Use the reference photos you found, but make sure you don’t make exact copies! That is legally not allowed. Instead, use them for inspiration.

Try many designs, and if you like a design, try to push that design. Let different “actors” audition for the part in your sketchbook.

Things to focus on are 1. the face, 2. the body type (tall, short, fat, slender, et cetera). These are what nature gave them. Also, decide on 3. the outfit, and 4. their “gesture,” how they stand, walk, and typically move. The last two express their character.

It is okay, or preferable even, to spend a few days on it. Come back to your design the next day with a fresh pair of eyes.

Again, try to make them as different as possible so the reader can tell them apart more easily. It will also be easier to draw them if you give them distinct characteristics that make them instantly recognizable.

I will do this course along with you, and here are my character designs.

Part One

Jack — An under-cover police officer. He's in his thirties and chosen to look the part of a businessman. He wears a suit and appears to be flying somewhere for a business meeting. He is in good shape, physically. He has a hard time surpressing his “police stare” and is always analyzing what is happening around him.

Linda — A very attractive blonde in her 20s. She wears a red dress when she meets Jack, and an inconspicuous long coat covering that dress when she is outside the airport. She looks like a good girl, the typical girl next door, not like a suitcase thief at all.

Undercover police officer — A young African European woman. She is attractive but she doesn't flaunt it. She doesn't look like a cop at all.

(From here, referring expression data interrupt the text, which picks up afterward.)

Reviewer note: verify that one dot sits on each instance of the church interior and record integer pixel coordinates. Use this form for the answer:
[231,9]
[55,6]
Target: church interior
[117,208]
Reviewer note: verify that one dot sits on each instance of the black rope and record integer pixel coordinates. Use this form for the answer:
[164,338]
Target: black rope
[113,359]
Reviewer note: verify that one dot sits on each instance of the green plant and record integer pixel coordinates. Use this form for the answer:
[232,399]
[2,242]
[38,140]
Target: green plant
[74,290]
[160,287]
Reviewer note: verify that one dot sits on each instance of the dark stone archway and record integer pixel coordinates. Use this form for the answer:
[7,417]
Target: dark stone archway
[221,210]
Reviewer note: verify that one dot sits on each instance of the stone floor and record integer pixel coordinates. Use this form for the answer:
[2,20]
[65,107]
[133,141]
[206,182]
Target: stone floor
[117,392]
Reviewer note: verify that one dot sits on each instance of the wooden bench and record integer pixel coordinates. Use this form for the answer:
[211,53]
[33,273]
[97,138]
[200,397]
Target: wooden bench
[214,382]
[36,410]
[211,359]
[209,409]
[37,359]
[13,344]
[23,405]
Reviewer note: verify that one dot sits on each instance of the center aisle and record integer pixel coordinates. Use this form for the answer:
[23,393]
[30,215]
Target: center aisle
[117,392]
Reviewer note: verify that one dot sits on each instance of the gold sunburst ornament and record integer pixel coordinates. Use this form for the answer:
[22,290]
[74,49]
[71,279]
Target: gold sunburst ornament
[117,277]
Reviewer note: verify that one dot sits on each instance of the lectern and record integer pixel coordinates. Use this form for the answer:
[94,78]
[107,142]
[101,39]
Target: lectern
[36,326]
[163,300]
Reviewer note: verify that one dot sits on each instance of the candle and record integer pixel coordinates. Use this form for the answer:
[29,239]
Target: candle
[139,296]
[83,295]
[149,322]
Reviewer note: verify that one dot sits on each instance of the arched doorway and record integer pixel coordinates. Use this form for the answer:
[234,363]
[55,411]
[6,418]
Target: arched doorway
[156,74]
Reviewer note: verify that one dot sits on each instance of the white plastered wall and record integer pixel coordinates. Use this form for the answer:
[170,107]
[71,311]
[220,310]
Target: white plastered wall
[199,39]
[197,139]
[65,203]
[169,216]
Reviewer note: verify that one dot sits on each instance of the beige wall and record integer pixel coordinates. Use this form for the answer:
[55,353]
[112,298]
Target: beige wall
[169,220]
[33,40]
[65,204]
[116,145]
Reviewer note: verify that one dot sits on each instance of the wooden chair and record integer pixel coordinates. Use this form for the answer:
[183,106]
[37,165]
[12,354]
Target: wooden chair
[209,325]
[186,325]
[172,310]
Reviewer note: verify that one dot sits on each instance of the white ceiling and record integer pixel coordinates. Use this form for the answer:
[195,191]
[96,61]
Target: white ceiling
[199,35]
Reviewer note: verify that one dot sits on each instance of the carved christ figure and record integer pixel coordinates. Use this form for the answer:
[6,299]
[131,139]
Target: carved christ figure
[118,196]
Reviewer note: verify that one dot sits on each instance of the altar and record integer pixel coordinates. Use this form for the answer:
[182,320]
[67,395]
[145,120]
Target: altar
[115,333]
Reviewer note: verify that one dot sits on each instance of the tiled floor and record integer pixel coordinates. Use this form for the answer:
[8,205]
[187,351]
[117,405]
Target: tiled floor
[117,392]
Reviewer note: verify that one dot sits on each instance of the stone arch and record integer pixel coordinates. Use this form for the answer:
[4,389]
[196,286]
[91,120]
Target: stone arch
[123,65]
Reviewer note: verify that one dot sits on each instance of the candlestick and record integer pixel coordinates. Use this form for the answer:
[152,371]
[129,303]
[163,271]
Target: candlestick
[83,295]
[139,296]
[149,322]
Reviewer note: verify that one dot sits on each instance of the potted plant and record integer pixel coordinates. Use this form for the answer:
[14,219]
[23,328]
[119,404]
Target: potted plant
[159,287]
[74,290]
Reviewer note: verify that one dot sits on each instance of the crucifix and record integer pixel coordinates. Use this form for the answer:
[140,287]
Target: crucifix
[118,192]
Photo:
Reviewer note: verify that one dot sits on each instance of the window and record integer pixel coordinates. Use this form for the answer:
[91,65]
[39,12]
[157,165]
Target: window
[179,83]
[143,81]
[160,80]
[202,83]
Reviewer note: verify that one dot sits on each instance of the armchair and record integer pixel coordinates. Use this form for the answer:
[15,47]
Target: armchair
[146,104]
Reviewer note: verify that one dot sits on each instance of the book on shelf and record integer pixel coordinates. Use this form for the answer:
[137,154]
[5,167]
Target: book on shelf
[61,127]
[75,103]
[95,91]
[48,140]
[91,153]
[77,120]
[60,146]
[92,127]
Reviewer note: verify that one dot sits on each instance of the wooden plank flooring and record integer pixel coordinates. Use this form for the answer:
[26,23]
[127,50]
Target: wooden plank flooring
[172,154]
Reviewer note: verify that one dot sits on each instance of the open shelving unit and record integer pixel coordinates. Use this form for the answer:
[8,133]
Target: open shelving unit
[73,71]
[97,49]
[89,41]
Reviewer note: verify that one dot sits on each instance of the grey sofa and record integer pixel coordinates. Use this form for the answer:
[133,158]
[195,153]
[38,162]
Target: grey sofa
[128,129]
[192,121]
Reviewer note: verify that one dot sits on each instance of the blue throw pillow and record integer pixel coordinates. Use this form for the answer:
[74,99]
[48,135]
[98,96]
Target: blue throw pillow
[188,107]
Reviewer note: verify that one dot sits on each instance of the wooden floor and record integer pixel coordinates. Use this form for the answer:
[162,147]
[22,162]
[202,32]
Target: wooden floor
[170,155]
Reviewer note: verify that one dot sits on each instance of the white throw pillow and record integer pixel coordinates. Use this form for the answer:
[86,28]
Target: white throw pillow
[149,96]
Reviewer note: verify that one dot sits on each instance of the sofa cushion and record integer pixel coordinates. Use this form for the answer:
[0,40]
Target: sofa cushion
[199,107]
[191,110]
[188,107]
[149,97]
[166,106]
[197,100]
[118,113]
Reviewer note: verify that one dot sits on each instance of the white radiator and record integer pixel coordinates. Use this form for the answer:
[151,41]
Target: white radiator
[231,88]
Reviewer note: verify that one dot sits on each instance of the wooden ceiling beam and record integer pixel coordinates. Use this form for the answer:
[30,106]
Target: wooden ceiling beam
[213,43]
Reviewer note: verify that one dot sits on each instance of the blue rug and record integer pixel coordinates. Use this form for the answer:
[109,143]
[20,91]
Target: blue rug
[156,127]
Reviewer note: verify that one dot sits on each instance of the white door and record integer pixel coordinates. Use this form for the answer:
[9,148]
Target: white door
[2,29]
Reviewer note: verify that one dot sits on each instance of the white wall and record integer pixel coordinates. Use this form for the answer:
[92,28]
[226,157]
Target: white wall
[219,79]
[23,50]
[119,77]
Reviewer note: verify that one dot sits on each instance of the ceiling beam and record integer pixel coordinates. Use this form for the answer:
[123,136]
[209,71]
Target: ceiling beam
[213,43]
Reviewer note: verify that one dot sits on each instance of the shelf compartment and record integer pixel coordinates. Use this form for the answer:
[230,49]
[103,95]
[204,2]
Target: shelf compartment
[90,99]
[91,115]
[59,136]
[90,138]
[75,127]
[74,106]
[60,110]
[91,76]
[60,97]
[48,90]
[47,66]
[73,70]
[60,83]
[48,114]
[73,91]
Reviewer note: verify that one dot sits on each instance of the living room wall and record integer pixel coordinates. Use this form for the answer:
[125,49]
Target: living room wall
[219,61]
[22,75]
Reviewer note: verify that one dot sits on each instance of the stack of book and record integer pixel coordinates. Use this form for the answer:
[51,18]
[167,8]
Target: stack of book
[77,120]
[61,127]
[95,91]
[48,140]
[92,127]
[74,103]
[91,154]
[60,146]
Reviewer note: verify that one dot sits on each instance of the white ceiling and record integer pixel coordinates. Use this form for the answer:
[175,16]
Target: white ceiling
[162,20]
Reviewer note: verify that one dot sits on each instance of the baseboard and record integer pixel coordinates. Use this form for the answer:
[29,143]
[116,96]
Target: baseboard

Linda's accomplice — A young kid. He's anxious, he's new to stealing suitcases. He's constantly feeling the urge to look around nervously and tries to suppress this urge. He looks like Linda's younger brother.

Part Two

I can't post my moodboards here, because I don't have permission from the owners of the original photos.

Part Three

Jack: wearing a suit, he looks like a businessman about to go on a business trip, carryon by his side. Here, he's relaxing and having a drink before the flight.

Character design for Jack

Linda: designed to distract men while her accomplice steals their luggage, she wears a dress that makes her look beautiful. The third image shows her wearing a coat that covers her rather eye-catching dress, so she can get away inconspicuously.